The style of the book is rather breathless, packed with
chapters averaging only seven pages long, with some a lot shorter. The
characters tend to be good or bad, with little subtlety in their development;
at times it feels more like reading a film script than a novel. Dan Brown has
since brought this practice to a fine art, but Lincoln and Child write
noticeably better. There is something of
a mismatch between the fast-paced writing and the occasional and rather
indigestible chunks of scientific explanation, but these do at least keep the
story (just about) in the SF rather than fantasy camp.
Relic is more of
a pot-boiler than a ground-breaker, but it passed the time agreeably enough on
a long trans-Atlantic flight.
2 comments:
I tried reading Blasphemy (2007) by Douglas Preston one time. Ugh! I couldn't finish it. Absolutely nothing was believable, even by the loose standards of science fiction, and none of the characters were appealing in the slightest.
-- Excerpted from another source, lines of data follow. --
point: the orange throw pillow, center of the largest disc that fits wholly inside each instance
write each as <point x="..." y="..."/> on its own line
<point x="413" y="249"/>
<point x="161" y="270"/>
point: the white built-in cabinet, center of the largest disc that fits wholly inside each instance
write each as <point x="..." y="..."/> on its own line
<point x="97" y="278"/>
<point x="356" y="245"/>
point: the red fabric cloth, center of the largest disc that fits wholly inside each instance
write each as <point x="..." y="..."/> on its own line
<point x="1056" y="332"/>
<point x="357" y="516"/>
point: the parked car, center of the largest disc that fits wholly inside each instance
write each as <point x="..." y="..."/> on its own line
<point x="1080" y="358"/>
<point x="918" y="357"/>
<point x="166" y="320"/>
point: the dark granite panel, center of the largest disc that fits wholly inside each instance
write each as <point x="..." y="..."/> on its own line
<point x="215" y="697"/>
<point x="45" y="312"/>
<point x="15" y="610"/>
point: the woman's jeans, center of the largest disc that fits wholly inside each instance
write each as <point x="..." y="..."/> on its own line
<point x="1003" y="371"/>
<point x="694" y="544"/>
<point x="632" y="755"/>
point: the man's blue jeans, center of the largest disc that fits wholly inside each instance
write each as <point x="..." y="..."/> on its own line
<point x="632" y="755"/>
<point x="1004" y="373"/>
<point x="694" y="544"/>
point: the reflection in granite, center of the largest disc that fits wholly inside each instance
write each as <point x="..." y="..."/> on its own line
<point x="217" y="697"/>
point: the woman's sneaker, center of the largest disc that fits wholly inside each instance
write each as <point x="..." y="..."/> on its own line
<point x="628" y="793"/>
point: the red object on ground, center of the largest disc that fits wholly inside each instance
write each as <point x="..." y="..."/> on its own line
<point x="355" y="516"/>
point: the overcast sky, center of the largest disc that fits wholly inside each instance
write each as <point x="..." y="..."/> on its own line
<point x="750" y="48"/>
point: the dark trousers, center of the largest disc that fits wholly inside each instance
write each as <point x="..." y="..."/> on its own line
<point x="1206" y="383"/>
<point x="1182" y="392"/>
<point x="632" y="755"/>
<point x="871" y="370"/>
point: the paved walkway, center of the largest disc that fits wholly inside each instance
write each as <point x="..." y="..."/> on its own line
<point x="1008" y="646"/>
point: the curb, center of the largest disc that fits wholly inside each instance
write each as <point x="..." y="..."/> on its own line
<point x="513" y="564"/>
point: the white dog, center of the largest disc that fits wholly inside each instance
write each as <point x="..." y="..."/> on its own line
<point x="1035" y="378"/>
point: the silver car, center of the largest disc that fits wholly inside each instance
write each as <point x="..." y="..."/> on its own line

But then, I wondered why Dan Brown was so popular after reading The DaVinci Code, too. I guess tastes vary, huh?
Yes, tastes vary indeed - as do priorities. Dan Brown is in my opinion a poor writer with negligible characterisation or subtlety, but he has the knack of maintaining interest through presenting a mix of fact and fiction in a very fast-paced, cliff-hanging way. Many people are intrigued by the "mysteries of the ancients" theme and would love to believe they are true.